For anaerobes, there have been many systems used for determining the susceptibility profiles of clinical isolates (13, 15, 25, 26). Most are time-consuming and are not amenable to routine diagnostic clinical laboratories. The Clinical and Laboratory Standards Institute has published a standard agar dilution method for testing anaerobes against a variety of agents (9). One of the difficulties encountered with the susceptibility testing of anaerobes using endpoint agar or broth dilution tests has been with reading and interpreting the endpoints. The CLSI document M11-A7 also contains a pictorial guide, developed from the consensus of experts, that provides some assistance to laboratories on how to read growth endpoints for agar dilution. These are meant as a guide and help different persons read the results in different laboratories to get essentially similar MICs for a particular drug-microorganism combination.
While the CLSI agar dilution method provides reproducible results, the method is not conducive for the susceptibility testing of an individual isolate recovered from a serious anaerobic infection; rather, it is useful for surveillance testing to monitor changing resistance patterns among anaerobes in various populations (7, 16, 17). Other methods, including disk elution or broth dilution methods in prereduced media, have not provided reproducible results (16). The most commonly used method in routine laboratories is now the gradient endpoint method (5, 6, 12, 27, 28). It provides rapid and accurate MICs for therapeutic options of the most common antimicrobial agents that are effective against anaerobes, and until now the Etest device was the only gradient endpoint method available.
The antimicrobial susceptibility testing of fastidious bacterial species also has been difficult due to differing growth and media requirements, the specific atmospheres required for growth, and the fact that some of these fastidious species grow poorly in broth culture. Many of these microorganisms most often are tested by disk diffusion or agar dilution on a variety of media (11). Like anaerobic bacteria, these microorganisms are amenable to testing by gradient endpoint susceptibility, and Etest is often used in clinical laboratories (4, 8, 14). The importance of accurate testing for monitoring the antimicrobial resistance of the microorganisms has been identified in many instances (18, 19, 23, 29).

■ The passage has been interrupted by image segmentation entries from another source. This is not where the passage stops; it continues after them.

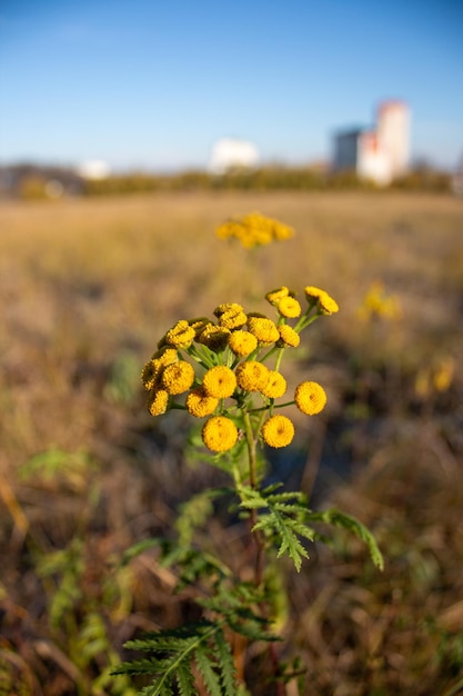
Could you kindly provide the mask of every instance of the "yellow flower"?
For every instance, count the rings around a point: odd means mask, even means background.
[[[270,292],[265,295],[265,299],[271,305],[273,305],[273,307],[278,307],[280,300],[282,300],[283,297],[290,297],[290,295],[291,295],[290,290],[285,286],[283,286],[282,288],[270,290]]]
[[[289,239],[293,233],[291,227],[282,225],[278,220],[265,218],[260,212],[250,212],[243,218],[229,220],[215,230],[219,239],[234,237],[245,249]]]
[[[157,350],[152,356],[152,360],[158,360],[161,367],[167,367],[168,365],[172,365],[172,362],[177,362],[179,359],[179,354],[177,348],[169,348],[169,346],[163,346],[160,350]]]
[[[236,426],[225,416],[212,416],[202,428],[202,441],[212,451],[227,451],[238,440]]]
[[[214,412],[219,405],[219,399],[208,396],[201,387],[192,389],[185,400],[187,410],[197,418],[204,418]]]
[[[286,391],[286,380],[280,372],[269,370],[269,380],[261,391],[269,399],[278,399]]]
[[[175,348],[162,348],[157,350],[151,357],[151,360],[147,362],[141,372],[141,380],[148,391],[158,387],[161,381],[162,370],[167,365],[172,365],[179,359],[179,354]]]
[[[161,382],[168,394],[183,394],[194,381],[194,369],[190,362],[179,360],[164,367]]]
[[[229,309],[219,317],[219,325],[227,329],[239,329],[244,326],[246,321],[248,317],[241,309]]]
[[[283,297],[278,304],[279,314],[282,317],[293,319],[301,314],[301,305],[293,297]]]
[[[322,315],[335,315],[340,310],[338,302],[328,292],[319,301]]]
[[[309,302],[319,302],[320,311],[322,315],[334,315],[339,311],[339,306],[335,300],[325,291],[314,286],[308,286],[305,288],[305,297]]]
[[[208,346],[214,352],[222,352],[229,344],[230,329],[214,324],[208,324],[198,336],[198,341]]]
[[[228,311],[240,312],[243,311],[243,307],[241,305],[238,305],[236,302],[224,302],[223,305],[219,305],[219,307],[215,307],[214,316],[220,319],[220,317]]]
[[[153,389],[148,399],[148,410],[151,416],[162,416],[168,410],[169,394],[165,389]]]
[[[280,340],[276,342],[279,348],[298,348],[301,337],[291,326],[282,324],[279,327]]]
[[[149,360],[141,371],[141,381],[143,382],[143,387],[148,389],[152,389],[158,380],[158,370],[155,367],[154,360]]]
[[[161,346],[168,344],[169,346],[175,346],[175,348],[189,348],[195,337],[194,329],[189,325],[185,319],[178,321],[161,339]]]
[[[258,347],[258,339],[249,331],[233,331],[229,338],[229,346],[234,355],[243,358]]]
[[[208,396],[227,399],[236,388],[236,377],[229,367],[218,365],[211,367],[202,378],[202,387]]]
[[[320,414],[326,404],[326,392],[316,381],[303,381],[294,392],[298,408],[308,416]]]
[[[250,332],[258,339],[260,346],[270,346],[280,338],[275,322],[266,317],[248,315],[248,327]]]
[[[294,437],[294,426],[286,416],[271,416],[263,424],[262,437],[270,447],[286,447]]]
[[[238,386],[245,391],[262,391],[269,381],[269,368],[258,360],[246,360],[236,367]]]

A new gradient endpoint device, the M.I.C. Evaluator (M.I.C.E), produced by Thermo Fisher Scientific (Basingstoke, United Kingdom), is now available for the MIC testing of a variety of bacterial species. The M.I.C. Evaluator strip operates on a principle similar to that of the Etest device. There have been only two publications comparing M.I.C. Evaluator strips to the Etest device. One compared the strip devices to the British Society for Antimicrobial Chemotherapy (BSAC) method (21), and the other comparison was only for beta-lactamase-producing Haemophilus influenzae (28).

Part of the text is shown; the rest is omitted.